Caffeine. The helper that gets people out of bed and out the door in the mornings. The best friend of college students pulling all-nighters. The co-worker that keeps the office staff awake throughout the day. The cure for multiple sclerosis (MS)?
According to a recent Web MD headline on CBS News, a new study involving mice found that large amounts of caffeine blocked key steps in the development of MS. A dose of caffeine, equivalent to six to eight cups of coffee a day, was effective in preventing the compound, adenosine, from getting into the brain and triggering the onset of the disease.

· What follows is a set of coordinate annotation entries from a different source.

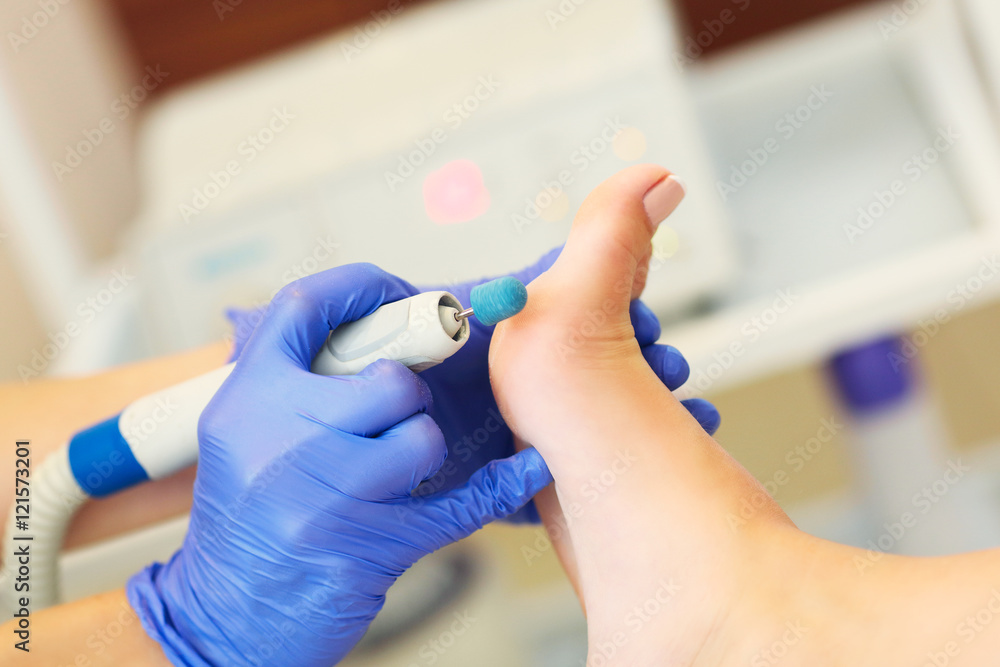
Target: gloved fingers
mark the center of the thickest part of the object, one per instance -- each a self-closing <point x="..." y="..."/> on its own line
<point x="382" y="395"/>
<point x="402" y="457"/>
<point x="298" y="320"/>
<point x="243" y="322"/>
<point x="495" y="491"/>
<point x="706" y="414"/>
<point x="644" y="322"/>
<point x="668" y="363"/>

The study is the work of Oklahoma Medical Research Foundation scientist, Linda Thompson, PhD, and according to her, "the results were completely unexpected." The study's principal author, Margaret Bynoe, PhD, does not believe it is wise for people to start drinking more coffee due to these initial results. She acknowledges that caffeine has not been proven to be protective in humans yet and believes future studies may unveil other adenosine blockers that could be more useful. However, the results are still encouraging.
MS is a chronic, often disabling, autoimmune disease that attacks the central nervous system. Numerous physical and mental symptoms occur because of the disease and often progress to physical and cognitive disability. About 400,000 people in the United States have MS. These people are our family members, friends, neighbors, and co-workers. Since a cure does not currently exist for the disease, people suffering from MS rely on treatments, therapies, and research studies for hope.
It is crazy to think that a cure for MS could be in the kitchen pantries of most Americans right now. Hopefully, answers will be available in the near future since studies involving human subjects are in the planning process. Until then, let's all sit back and toast that great cup of java. Who knows...maybe Americans really do run on Dunkin!